Soil Management Station – Establishing good, healthy soil is important in the raised planters and the discussion shows how plants use nutrients in the soil to grow and set fruit. As plants mature, it’s imperative that the soil is well cared for and maintained to support the crops. Proper watering and soil amendments become an important factor.
Hydroponics Station – What can be done without soil? The exploration of hydroponics provides a counter view to traditional soil-based agriculture and the class will experiment with this technology to grow even more produce with less space and less water. This makes the water source even more important.
Water Management Station – Water is vital to plants and the source of that water could affect the health and vitality of the harvest. Capturing rainwater is a perfect exercise to explore conservation and yields water that is vastly superior to what comes out of the tap. Using water properly, understanding its value as a resource and finding ways to use it wisely is key.

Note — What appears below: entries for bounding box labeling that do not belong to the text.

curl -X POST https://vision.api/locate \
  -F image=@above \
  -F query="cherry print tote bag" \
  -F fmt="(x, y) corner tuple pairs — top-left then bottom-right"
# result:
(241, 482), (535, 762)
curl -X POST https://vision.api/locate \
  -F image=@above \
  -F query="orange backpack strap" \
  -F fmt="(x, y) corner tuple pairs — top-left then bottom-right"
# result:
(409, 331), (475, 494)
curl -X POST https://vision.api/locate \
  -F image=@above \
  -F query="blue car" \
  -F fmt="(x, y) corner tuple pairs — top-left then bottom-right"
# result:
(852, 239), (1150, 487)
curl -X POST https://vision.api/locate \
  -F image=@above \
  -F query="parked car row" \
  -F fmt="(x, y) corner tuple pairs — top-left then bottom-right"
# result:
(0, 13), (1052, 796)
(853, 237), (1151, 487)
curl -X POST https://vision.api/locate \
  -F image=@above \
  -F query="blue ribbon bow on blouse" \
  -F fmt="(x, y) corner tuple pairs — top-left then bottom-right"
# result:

Teaching Kitchen Station – With the raised beds and hydroponics stations working to produce beautiful, fresh, wholesome food the class starts to explore what can be done with it. The teaching kitchen brings the Students face-to-face with the flavors, textures and colors of real food as they have some fun learning how to transform basic ingredients into tasty and healthy meals.
Compost Station – All that harvesting, pruning, processing and eating will generate plant waste. But that’s not the end of the life cycle of food. The Earth Cube composter turns that organic waste into beautiful “black gold” that can be used to recapture and feed nutrients back to the raised beds and seed station. The Students will also use compost teas as fertilizers and foliar sprays to improve the plants in the gardens. Nothing goes to waste.
Vermiculture Station – As a small scale example of the benefits of composting in the system, Students are introduced to Vermiculture. The vermicomposting bins are teeming with Red Wiggler worms ready to munch on the organic material collected to feed them. Students learn through first-hand observation the role microorganisms play in converting waste to nutrient-rich soil.
Seed Saving Library – How can the class make the system more sustainable and improve community biodiversity? Harvesting and saving seed from the best performing crops will help them do just that. The Students will learn how to select for specific attributes and build stronger plants. They will also explore the methods for collecting, preparing and storing seed. Once the library is established, the class can work with the community to help preserve the local agricultural heritage through a Community Seed Bank and Library. This sets up the Lab and the larger community to build local biodiversity and continue to grow successful crops season after season, year after year.